Selon Michèle Audette, l’Université Laval a une sensibilité aux peuples autochtones, un désir de s’ouvrir sur cette diversité et une volonté d’inclusion et de collaboration avec eux.
— Louise Leblanc
Dans la culture traditionnelle innue, le shaputuan désigne la grande tente de rassemblement. Pour la militante bien connue de la cause autochtone, Michèle Audette, le shaputuan est un espace de vie dans lequel elle retrouve son identité, sa culture, son ouverture sur le monde.
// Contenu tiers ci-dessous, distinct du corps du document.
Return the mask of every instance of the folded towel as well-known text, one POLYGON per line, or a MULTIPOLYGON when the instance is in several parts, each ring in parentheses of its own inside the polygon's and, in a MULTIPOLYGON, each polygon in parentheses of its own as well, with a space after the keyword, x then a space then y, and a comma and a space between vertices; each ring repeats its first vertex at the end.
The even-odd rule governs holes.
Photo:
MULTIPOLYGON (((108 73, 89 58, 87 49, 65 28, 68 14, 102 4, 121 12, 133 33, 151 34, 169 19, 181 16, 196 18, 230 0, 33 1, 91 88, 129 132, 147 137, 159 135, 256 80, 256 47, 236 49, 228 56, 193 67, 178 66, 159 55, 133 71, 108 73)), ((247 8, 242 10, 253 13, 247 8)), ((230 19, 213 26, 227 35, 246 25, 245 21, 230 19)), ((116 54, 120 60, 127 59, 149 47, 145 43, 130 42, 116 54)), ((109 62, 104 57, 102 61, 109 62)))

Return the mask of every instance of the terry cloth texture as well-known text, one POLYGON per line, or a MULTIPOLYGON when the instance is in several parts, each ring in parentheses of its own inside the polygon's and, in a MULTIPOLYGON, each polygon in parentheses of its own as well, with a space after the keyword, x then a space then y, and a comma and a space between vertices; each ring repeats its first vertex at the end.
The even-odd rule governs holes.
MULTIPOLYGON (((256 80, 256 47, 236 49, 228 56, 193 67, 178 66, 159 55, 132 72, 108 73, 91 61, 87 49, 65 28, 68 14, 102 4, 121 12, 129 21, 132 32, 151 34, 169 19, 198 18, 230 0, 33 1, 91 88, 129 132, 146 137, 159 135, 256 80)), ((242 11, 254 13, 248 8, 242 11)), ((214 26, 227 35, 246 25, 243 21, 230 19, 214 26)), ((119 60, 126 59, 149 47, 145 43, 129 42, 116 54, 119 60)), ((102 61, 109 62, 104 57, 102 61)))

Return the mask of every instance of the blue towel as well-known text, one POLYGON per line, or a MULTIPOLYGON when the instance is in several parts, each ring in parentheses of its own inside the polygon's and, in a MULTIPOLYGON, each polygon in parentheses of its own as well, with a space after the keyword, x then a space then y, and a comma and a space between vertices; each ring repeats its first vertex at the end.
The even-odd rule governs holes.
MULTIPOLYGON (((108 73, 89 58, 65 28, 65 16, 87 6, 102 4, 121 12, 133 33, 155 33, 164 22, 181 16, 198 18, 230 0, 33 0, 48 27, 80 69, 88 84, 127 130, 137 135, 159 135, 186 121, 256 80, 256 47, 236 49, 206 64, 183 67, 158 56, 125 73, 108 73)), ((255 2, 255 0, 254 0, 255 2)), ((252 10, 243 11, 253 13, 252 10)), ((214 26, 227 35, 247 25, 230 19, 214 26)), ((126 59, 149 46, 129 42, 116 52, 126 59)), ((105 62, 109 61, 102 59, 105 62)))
«Mes rencontres avec la rectrice Sophie D’Amours et le vice-recteur Robert Beauregard ont été empreintes de respect, explique-t-elle. Le féminisme inclusif que je chéris et défends, je l’ai vu devant moi avec ces deux personnes fortes travaillant ensemble. De plus, voir une femme à la tête d’un grand établissement m’a charmée. Nos pensées se sont rejointes. De savoir que l’Université Laval a cette sensibilité aux peuples autochtones, ce désir de s’ouvrir sur cette diversité et cette volonté d’inclusion et de collaboration avec eux, je me suis dit, à propos de cette université: Voilà mon nouveau shaputuan.»
Michèle Audette a fait son entrée à l’Université Laval à la mi-octobre. Adjointe au vice-recteur aux études et aux affaires étudiantes, Robert Beauregard, elle occupe le poste de conseillère principale à la réconciliation et à l’éducation autochtone. La création de ce poste s’inscrit dans la planification stratégique 2017-2022 de l’Université. Dans le cours de son mandat, la nouvelle adjointe conseillera la direction. Tout en consolidant ce qui se fait déjà, elle contribuera à la conclusion d’ententes de collaboration avec les communautés autochtones, ainsi qu’à la conception de formations nouvelles. Elle prêtera aussi son concours à la réussite des étudiants autochtones inscrits à l’Université.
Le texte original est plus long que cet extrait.